By
C. A. Chandraprema
History will be made before the day ends today on May Day and we Sri Lankans will be seeing a phenomenon that no previous generation has seen hitherto. This will be the occupation of the opposition space by a new political entity.
There have been breakaway groups from the government earlier as well in 1951 when S.W.R.D.Bandaranaike broke away from the UNP to form the SLFP. However Bandaranaike was then going in as a newcomer into an opposition space then already occupied by the LSSP. It was the same when Lalith Athulathmudali and Gamini Dissanayake broke away from the UNP in late 1991 to form the DUNF – they were going into an opposition that was then occupied by the SLFP.
In fact in the 1992 joint opposition May Day parade where the SLFP and the DUNF joined hands, one of the slogans shouted by the SLFP contingents was “megolloth den api passe.” The term ‘megollo’ referring to the UNP dissidents who had broken away to join the opposition who were marching in the opposition May Day parade.
This time however by holding a separate May Day rally, the Joint Opposition will be formalizing and consolidating their virtual monopoly of the opposition space which they had been occupying since last year. In this the parties and individuals who make up the joint Opposition have been fortunate. Their task is much easier than that which confronted Bandaranaike in the 1950s and the Lalith-Gamini duo in the 1990s.
In both these instances the new entrant into the opposition had to fight on two fronts – they had to confront the government that they had just left and at the same time jostle with the dominant parties that had been occupying the opposition space up to that time. Banda managed to elbow out the LSSP to become the biggest opposition party but the DUNF was not able to elbow the SLFP out because the leaders of both the DUNF and UNP were assassinated by the LTTE within days of one another and the rationale for the split in the UNP was lost. So the DUNF finally ended up rejoining the UNP.
The Joint Opposition is being given a hard time by the two governing parties, but whatever they do they cannot prevent the Joint Opposition from assuming is the mantle of the main opposition party – which is just as well because if the Joint Opposition does not occupy that position the only other candidate left would be the JVP. No person in his right mind will want the JVP to become the main opposition party in a situation where the government is not only deteriorating in popularity rapidly but making a right royal hash of day to day governance. Though the fact will not be appreciated by the government given the state of mind they seem to be in, the Joint Opposition is actually a stabilizing factor in the country from which the government also benefits directly. If the JVP had been the main opposition party there would have been a rush by both investors as well as individuals to get out of the country while they still can.

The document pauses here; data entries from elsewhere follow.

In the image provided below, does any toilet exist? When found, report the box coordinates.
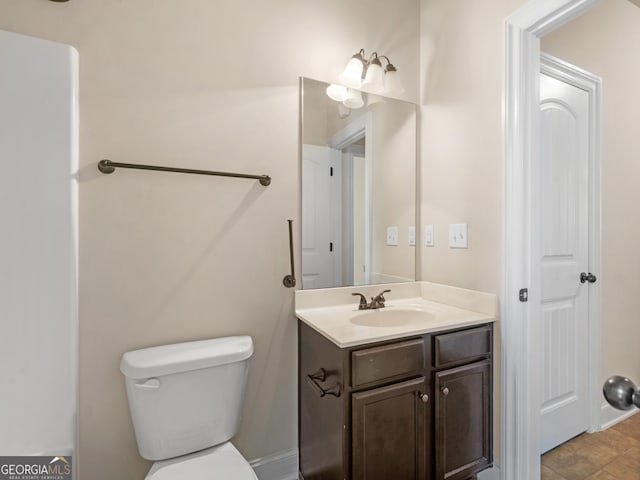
[120,336,258,479]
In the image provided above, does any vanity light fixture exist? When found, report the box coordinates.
[338,48,404,95]
[326,49,403,111]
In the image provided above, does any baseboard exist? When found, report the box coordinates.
[599,401,639,431]
[250,448,298,480]
[478,465,501,480]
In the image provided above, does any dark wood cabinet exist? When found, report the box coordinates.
[352,377,429,480]
[434,361,492,480]
[298,321,493,480]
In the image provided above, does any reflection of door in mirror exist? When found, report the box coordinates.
[300,77,416,289]
[301,144,341,289]
[301,120,371,289]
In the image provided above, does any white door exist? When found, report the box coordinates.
[538,69,591,453]
[301,144,340,288]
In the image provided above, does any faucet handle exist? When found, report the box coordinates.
[377,289,391,302]
[352,293,368,309]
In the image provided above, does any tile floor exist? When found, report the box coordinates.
[541,413,640,479]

Both partners in the government indirectly acknowledge that the Joint Opposition is in fact their main political adversary. Minister P.Harrison appeared on the news bulletins on Friday night, with photos of the Hyde Park grounds where the Joint Opposition had its last rally, the Kirullapone grounds where the Joint Opposition will be having their May Day rally and the Campbell park grounds where the UNP will be having its rally and claimed that the Campbell Park grounds were much bigger than both. He was talking about the crowds that would be attending the UNP rally as against that which will attend the Joint Opposition rally. There was no reference to the SLFP rally in Galle. The same news bulletin showed Sajith Premadasa also referring to the ‘good guys’ who will be going to Campbell Park and the ‘horu’ who will be going to Kirullapone. He too did not make any reference to the Galle rally.
The protagonists of the Galle rally also seem to be intent only on seeing the crowds going to Kirullapone reduced, not those going to Campbell Park! The Galle rally will be an interesting experiment to see whether the SLFP as a political party can retain at least a significant part of its base. The results will of course be skewed by the fact that SLFP organizers and members are being coerced to attend the Galle rally with very public threats of disciplinary action, removal from their organizer positions and denied nominations at future elections. However it will be only those who attach some value to the SLFP name and symbol and SLFP nomination and who have no issue with the fact that the SLFP is serving in a government with the UNP who will attend the Galle rally.
On what basis does the vote divide at elections – is it according to the name and symbol of the party or on a pro-government and anti-government basis? As of now, the SLFP is divided down the middle with one part of it serving in the government and another part in the opposition. Those seen at the Galle rally will have no hope of getting the opposition vote. So only those who wish to avail themselves of the governmental pie will be seen in Galle.
President Sirisena’s removal of Geetha Kumarasinghe and Salinda Dissanayake from their electoral organizer positions last week may have been counterproductive as it was a reminder to everyone in the opposition that they have to be rid of this yoke if they are to function as an opposition party. Parliamentarian Bandula Gunewardene was making light of the fact that he too will soon be sacked from his electoral organizer post. That one can take one’s impending removal from such a position in one of the two main political parties in such a cavalier fashion is an indication of the trend of the times.